Size, quality and performance of LLMs: keys to their optimization
October 23, 2024
0
LLM, short for large language models, have become one of the most important pillars artificial intelligence. When properly trained, these models are capable of doing many things such
LLM, short for large language models, have become one of the most important pillars artificial intelligence. When properly trained, these models are capable of doing many things such as writing text documents, generating images, summarizing content using text, image or video analysis, and can also work as chatbots and customer service agents.
The size of an LLM usually greatly affects its quality because it determines number of parameters with which he is able to work. For example, an LLM with 1 billion parameters is worse than an LLM with 70 billion parameters, but the former consumes much less resources than the latter. This leads us to the necessary distinction between models that can work locally and others that are limited to the cloud.
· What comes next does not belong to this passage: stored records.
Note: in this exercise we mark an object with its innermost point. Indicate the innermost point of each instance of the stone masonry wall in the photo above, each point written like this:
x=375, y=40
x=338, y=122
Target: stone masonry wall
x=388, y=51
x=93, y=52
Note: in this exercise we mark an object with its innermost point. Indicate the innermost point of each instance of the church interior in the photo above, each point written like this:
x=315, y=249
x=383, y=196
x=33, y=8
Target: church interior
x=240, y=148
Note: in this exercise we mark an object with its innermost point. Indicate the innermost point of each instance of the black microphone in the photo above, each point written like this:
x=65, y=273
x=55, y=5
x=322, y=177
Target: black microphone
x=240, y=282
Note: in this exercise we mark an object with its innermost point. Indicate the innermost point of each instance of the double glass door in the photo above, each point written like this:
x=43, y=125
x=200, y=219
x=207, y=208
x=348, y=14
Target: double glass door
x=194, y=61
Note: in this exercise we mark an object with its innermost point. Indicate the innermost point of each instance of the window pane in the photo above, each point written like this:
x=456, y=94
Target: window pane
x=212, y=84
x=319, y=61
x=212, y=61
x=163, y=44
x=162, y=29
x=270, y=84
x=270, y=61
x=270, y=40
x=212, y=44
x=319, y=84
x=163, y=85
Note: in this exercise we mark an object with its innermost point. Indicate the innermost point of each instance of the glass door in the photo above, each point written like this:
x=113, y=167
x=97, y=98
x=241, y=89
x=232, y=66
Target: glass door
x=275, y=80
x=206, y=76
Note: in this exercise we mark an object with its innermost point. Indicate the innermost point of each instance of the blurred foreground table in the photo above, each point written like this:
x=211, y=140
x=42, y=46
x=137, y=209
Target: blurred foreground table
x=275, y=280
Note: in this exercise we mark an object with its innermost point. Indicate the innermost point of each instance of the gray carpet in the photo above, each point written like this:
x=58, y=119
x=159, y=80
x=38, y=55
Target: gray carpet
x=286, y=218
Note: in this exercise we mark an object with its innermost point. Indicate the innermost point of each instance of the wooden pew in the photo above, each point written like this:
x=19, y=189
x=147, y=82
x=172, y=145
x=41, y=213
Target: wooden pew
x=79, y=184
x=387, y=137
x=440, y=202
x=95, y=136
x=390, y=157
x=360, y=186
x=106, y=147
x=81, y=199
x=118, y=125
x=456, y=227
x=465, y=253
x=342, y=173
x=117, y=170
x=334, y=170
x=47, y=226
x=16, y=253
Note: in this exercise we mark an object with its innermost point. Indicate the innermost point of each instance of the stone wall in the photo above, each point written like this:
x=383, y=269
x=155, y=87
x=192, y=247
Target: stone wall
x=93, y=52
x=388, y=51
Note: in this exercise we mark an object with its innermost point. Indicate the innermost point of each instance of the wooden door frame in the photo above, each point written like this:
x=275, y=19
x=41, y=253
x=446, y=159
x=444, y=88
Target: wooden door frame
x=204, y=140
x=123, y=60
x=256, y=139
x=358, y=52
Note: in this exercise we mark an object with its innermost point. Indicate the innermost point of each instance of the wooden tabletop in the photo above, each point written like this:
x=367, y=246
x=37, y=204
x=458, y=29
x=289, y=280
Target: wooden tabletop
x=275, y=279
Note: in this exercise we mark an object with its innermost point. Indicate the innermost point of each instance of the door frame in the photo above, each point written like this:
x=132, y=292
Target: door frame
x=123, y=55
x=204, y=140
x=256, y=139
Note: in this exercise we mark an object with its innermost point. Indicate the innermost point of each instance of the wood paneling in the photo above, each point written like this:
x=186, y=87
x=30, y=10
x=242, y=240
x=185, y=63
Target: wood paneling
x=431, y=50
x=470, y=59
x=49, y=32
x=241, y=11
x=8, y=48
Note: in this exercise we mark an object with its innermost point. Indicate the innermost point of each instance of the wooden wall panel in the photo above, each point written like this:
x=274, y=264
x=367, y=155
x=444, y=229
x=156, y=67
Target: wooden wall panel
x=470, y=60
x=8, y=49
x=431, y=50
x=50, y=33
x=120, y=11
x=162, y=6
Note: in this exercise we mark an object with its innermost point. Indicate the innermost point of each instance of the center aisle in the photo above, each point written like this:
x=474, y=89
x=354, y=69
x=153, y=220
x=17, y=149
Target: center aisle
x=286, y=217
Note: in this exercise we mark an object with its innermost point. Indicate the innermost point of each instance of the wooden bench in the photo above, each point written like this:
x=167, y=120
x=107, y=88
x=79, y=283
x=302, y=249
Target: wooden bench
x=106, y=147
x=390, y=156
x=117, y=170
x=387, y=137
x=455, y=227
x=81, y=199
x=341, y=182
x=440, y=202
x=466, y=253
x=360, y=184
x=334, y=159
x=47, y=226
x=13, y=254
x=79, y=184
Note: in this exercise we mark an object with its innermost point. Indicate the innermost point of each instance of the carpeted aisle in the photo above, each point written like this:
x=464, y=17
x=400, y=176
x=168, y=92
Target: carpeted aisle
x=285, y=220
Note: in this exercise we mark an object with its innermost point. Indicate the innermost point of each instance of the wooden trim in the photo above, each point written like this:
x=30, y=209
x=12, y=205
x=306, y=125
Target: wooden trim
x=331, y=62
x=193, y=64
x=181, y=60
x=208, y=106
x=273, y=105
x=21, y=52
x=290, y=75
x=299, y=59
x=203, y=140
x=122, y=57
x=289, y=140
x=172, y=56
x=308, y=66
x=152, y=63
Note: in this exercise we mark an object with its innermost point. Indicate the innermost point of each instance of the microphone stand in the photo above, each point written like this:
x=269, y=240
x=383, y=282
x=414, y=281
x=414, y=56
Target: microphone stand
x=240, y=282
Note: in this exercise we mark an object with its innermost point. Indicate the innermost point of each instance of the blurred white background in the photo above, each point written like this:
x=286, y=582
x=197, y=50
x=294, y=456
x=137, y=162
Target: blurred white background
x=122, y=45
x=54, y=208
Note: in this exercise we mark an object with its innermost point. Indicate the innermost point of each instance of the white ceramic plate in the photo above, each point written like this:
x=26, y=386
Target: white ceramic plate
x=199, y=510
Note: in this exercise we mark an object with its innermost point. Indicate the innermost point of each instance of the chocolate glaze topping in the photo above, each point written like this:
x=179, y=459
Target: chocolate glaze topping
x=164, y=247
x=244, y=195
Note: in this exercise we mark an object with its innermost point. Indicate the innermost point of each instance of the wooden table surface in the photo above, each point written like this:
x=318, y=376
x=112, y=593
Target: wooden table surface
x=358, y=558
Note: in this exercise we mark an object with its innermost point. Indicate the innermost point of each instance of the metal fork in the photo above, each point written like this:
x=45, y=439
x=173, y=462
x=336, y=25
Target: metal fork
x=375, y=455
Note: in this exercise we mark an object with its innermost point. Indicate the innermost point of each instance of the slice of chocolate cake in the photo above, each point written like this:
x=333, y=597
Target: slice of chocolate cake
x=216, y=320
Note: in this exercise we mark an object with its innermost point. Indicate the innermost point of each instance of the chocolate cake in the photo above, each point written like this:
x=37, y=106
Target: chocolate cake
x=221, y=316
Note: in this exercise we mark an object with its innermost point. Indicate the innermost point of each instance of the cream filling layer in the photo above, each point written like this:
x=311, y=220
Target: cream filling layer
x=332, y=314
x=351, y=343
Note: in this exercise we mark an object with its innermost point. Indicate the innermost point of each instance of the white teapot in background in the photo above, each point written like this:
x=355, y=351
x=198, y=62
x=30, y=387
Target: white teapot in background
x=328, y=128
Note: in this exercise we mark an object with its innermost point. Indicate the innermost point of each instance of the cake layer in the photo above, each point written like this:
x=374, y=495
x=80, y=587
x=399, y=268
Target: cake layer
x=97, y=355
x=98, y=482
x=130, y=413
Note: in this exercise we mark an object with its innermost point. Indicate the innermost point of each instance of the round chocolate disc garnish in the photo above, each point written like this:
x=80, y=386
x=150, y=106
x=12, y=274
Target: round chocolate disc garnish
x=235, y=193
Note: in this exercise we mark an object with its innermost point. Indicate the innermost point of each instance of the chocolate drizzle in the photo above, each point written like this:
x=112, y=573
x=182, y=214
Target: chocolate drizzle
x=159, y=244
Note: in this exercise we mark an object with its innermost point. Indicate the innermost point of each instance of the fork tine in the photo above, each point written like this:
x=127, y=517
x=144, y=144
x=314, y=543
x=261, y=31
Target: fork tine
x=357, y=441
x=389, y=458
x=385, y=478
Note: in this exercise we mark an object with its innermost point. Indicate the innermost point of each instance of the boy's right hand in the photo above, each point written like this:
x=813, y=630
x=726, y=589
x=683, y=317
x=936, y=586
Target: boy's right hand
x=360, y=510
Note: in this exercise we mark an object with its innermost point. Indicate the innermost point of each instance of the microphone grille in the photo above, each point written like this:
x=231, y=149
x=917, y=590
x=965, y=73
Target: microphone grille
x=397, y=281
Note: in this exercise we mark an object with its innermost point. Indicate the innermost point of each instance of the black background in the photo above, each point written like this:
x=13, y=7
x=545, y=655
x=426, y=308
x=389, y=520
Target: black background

Using the LLM locally has important advantages because we will not need an internet connection and we will also enjoy it higher level of security this requires local execution, but we will need hardware that meets the requirements of that model, because otherwise it may not work, or it may work very slowly and the user experience may not be good. Cloud models free us from the issue of demands at the hardware level.
LLM Optimization via GPU
If you want to improve performance and enjoy the optimal experience of doing LLM locally, it is ideal to have with a very powerful GPU, that it has hardware specialized for AI acceleration and that it has a large amount of graphics memory. The larger the number of parameters, the higher the quality of the LLM, and more power and more graphics memory will also be required for the model to function.
The amount of graphics memory required is usually the limiting factor in many cases it prevents local execution of large language models with billions of parameters, but fortunately there is a solution to this problem if we want to run LLM locally on our PC or laptop, and it’s called LM Studio.
Imagine you have a PC with an NVIDIA GeForce RTX graphics card that has 8GB of graphics memory and you want to run LLM on your computer, but you don’t have enough graphics memory to load it. With LM Studio it is possible to customize and break it up into small pieces that represent the different layers of the model. These blocks are uploaded and released to the GPU when needed, and we have the option to choose how many of these blocks we want to process on the GPU.
Let’s look at an example. Imagine we want to load an LLM like Gemma 2, which has 27 billion parameters. This model requires about 13.5 GB of graphics memory at 4-bit quantization, a figure to which we would have to add 1 GB to 5 additional GB as possible overhead derived from its own operation. In total we would need about 19 GB of graphics memory to accelerate this model, which would limit its availability to the GeForce RTX 4090.
Well, thanks to the GPU download feature we can use with LM Studio derive only a specific part of Gemma 2 27B and accelerate it on the GPU. So if we have a graphics card with only 8 GB of graphics memory, we can use it to speed up part of this model and improve performance. In the attached tables, we see the maximum ratio we can achieve with different LLMs and NVIDIA graphics cards, as well as the performance improvement.
Donald Salinas is an experienced automobile journalist and writer for Div Bracket. He brings his readers the latest news and developments from the world of automobiles, offering a unique and knowledgeable perspective on the latest trends and innovations in the automotive industry.